When my daughter first entered my life, I had been treading water in a sea of desperation, doing all I could to make it to the shores of parenthood. The obstacles in my way, trying to pull me under, drowning my dream of motherhood, included years of infertility, invasive procedures and surgeries, adoption classes, piles of paperwork, and thousands of dollars.
Until one day, exhausted and gasping for breath, I got a call about a three-month-old baby girl who needed a mamma.
I couldn’t have been more elated.
The second she made me a mamma, I was full to the brim with love for her. Like a heart eyed emoji.
A few years later, having realized this motherhood thing fit me like the perfect pair of jeans, I decided to grow my family by adopting another little girl. My second daughter entered my life when she was a week shy of six months old. Upon learning about her, I felt deep deep love for her, and the feeling of love followed me through the first few weeks of her entering my arms.
Then something changed.
My new daughter was gorgeous and funny and smart and healthy. She was the kind of baby most adoptive parents dream of adopting. But as the newness of her faded, so did my feelings of love. I learned later that this is part of the bonding process, and that it’s normal for adoptive parents to struggle with this, but at the time I felt like a total failure.
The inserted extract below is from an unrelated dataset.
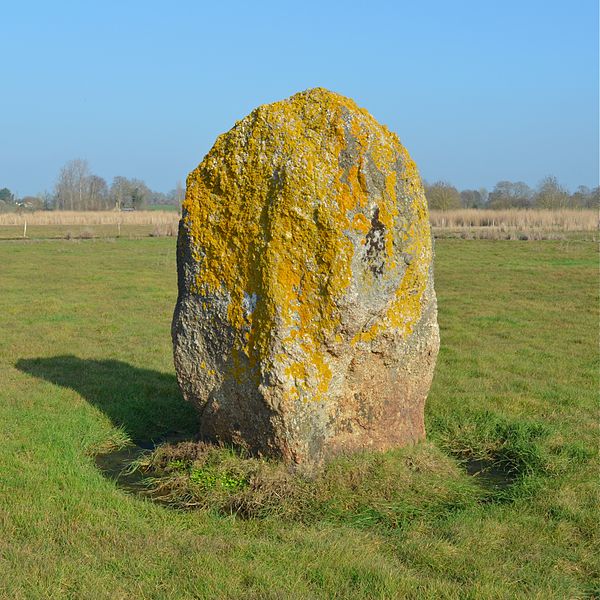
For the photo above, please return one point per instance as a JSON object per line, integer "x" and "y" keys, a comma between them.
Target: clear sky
{"x": 478, "y": 91}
My waning love for my new child had me shocked and feeling inadequate and, at times, hopeless.
Maybe you’ve had a feeling like this, like there is someone in your life you’re “supposed” to love—a parent, a sibling, a spouse, a child—but you just find it so hard.
The gap between what you are “supposed” to feel for that person and what you actually feel has you feeling desperate and hopeless and maybe even badly about yourself.
That’s how I felt with my daughter.
During those early months I found myself in tears, on my knees before God, searching for a way to love my daughter well. I wanted that emotional connection I thought I was missing. Then I remember the verses in the Bible that talk about what exactly love is:
“Love is patient, love is kind. It does not envy, it does not boast, it is not proud. It does not dishonor others, it is not self-seeking, it is not easily angered, it keeps no record of wrongs. Love does not delight in evil but rejoices with the truth. It always protects, always trusts, always hopes, always perseveres.”
I looked up the words and read and re-read them and began to realize:
Love has very little to do with emotion, and everything to do with action.
As I read the words it was as though God was saying to me, “Heather, your love for your daughter is not found in the emotions you feel towards her, but in your actions towards her.”
From that moment on I held tight to these truths of what love is.
I began to see my relationship with my daughter as one full of hope.
And as I made a choice to really and truly love my daughter by being kind and patient and seeking what is best for her and protecting her and never giving up on her, my emotional feelings of love grew and grew.
Today my second born daughter is almost five years old.
And hey, I’ll be honest, there are days when the feelings I have towards her are anything but warm and loving. Some relationships in our lives are harder than others.
But I know now what real, true love is.
And everyday, especially on the tough days, I’m grateful to be able to love my daughter well by the ways in which I treat her and respond to her, despite how I’m feeling.
Because I am her mother, and she is my daughter, and I love her.